Indeed, Vestager’s new case targets a key source of revenue for Apple – how it charges app developers to be featured in its App Store, its second-most lucrative business after selling iPhones.
“Our preliminary finding is that Apple is a gatekeeper for iPhone and iPad users through the App Store,” Vestager said Friday at a press conference unveiling the accusations. “Apple is depriving users of cheaper music streaming choices and distorts the competition.”
The contested practices include charging high commission fees on every competitor’s transaction in the App Store and preventing competitors from informing customers of alternative subscription options.
Apple now has the option to respond to antitrust charges, which could lead to settlement negotiations or the Commission to advance a fine and an order to change practices.
But Vestager is not ready to rest with a single case.
Last year, the Commission simultaneously launched two more investigations into the Apple App Store – one involving e-books and audiobooks, the other into competing apps in games and iCloud. In addition, he opened an investigation into Apple Pay.
“This is not the last case we will have when it comes to the App Store,” Vestager told reporters on Friday.
For Apple, Spotify’s claim – one of Europe’s most successful streaming platforms, if not the only one – that it has been wronged by the policies of the App Store does not match the popularity of the service.

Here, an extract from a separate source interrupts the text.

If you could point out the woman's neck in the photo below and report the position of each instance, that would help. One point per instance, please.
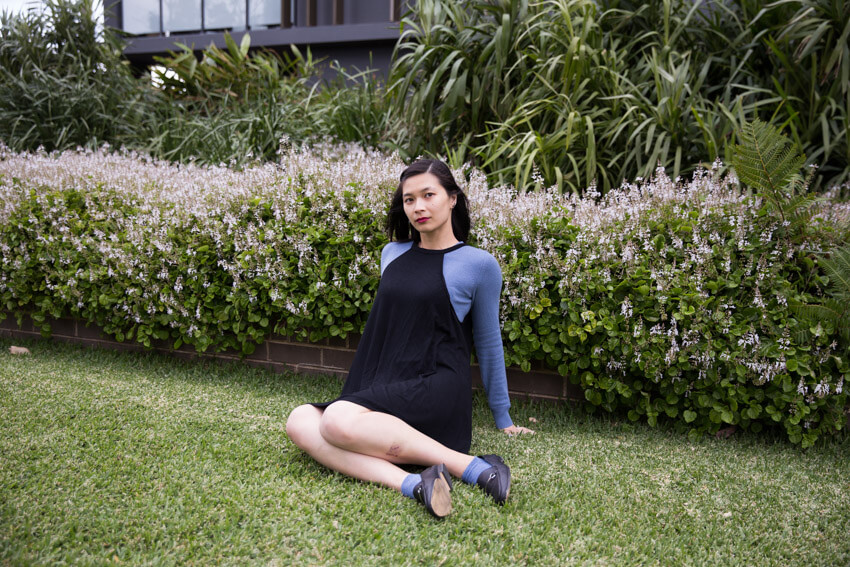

“At the heart of this matter is Spotify’s demand to be able to advertise alternative offers on their iOS application, a practice that no store in the world allows,” said an Apple spokesperson.
“Once again, they want all the benefits of the App Store, but they don’t think they have to pay anything for it. The Commission’s argument on behalf of Spotify is against competition loyal. “
Cook has so far avoided comments. For the moment.
Simon Van Dorpe contributed reporting.